It takes 10-12 years to find and develop a large copper deposit. The reality is that the world will need the equivalent of at least 68 new mines producing 250,000 tonnes of copper per annum by 2034. It will be very difficult to achieve that sort of increase in production.

BHP is actively exploring for copper in Chile and Zambia., but it might be easier to have tilt at one of the copper producers like Antofagasta perhaps?

It was entirely expected that BHP’s copper production would be lower in FY2010. Like many of the world’s major copper mines, the average grade is falling. Lower ore grades were experienced at Cerro Colorado and Antamina and making life more difficult was the outage at Olympic Dam in South Australia and industrial action at the Spence mine in Chile.

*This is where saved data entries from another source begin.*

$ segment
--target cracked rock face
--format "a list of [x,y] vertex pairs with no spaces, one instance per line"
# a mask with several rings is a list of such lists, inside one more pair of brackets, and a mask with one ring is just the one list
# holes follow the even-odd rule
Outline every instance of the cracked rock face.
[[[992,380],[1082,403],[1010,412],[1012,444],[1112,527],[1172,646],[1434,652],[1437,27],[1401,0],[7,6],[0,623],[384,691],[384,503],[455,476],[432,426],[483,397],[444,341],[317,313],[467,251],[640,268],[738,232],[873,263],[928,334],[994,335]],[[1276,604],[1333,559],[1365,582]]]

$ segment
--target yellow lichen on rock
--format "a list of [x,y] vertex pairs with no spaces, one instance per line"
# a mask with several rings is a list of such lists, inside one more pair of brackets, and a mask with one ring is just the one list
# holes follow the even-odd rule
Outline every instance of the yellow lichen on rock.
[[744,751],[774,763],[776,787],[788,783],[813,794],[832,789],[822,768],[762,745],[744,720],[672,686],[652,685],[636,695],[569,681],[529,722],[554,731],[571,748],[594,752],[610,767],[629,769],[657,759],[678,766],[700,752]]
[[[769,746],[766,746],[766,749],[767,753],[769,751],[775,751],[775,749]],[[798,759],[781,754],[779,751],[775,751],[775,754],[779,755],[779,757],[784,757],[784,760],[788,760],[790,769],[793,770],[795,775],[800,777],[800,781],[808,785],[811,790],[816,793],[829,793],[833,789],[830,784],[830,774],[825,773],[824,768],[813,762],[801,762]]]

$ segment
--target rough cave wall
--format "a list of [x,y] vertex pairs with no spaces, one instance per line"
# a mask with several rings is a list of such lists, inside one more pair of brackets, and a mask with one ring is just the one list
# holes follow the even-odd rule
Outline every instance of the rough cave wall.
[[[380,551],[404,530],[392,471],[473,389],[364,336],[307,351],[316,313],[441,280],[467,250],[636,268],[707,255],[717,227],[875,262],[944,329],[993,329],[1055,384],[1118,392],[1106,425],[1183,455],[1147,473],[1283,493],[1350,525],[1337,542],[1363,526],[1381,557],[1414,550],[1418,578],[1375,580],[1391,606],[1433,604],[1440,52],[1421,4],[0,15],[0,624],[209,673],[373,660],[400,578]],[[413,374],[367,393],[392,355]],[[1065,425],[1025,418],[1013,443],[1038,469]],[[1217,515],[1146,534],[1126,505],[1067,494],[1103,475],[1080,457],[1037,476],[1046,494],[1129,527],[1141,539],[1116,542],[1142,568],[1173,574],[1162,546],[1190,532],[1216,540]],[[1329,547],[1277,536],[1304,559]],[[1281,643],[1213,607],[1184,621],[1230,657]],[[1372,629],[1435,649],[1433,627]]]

Escondida had a strong quarter but declining grade is expected to drop production by 10% in 2011. BHP owns 57.5% of the Escondida mine Chile which produced a total of 448,100 tonnes of copper in concentrate in FY10, which was an increase of 7.3% over FY09. Escondida also produces a tad over 170,000 tonnes of copper cathode per annum.

We are particularly concerned about any falls in the output of copper because higher prices will probably offset falls in volume.

Marketing

BHP Billion has largely moved away from benchmark pricing and instead prices for iron ore, manganese and coal are more closely linked to market prices. This is a good when demand is strong and prices are rising, but if and when prices fall the sword will cut both ways.

Let’s take the spot price of iron ore, 62% iron, CFR North China. It was not many weeks ago that the price was around US$180 per tonne, now it is UA$129 per tonne. Domestic steel prices in China are at least US$100 per tonne below a global benchmark price. Stocks of steel and iron ore built in China and weighing on the spot price is higher production from domestic mines.

The situation in China with regards iron ore seems fluid and over recent days the Chinese traders have been reported taking long positions again. Recent spot trades from India have been reported at an equivalent price of US$140 per tonne CFR China.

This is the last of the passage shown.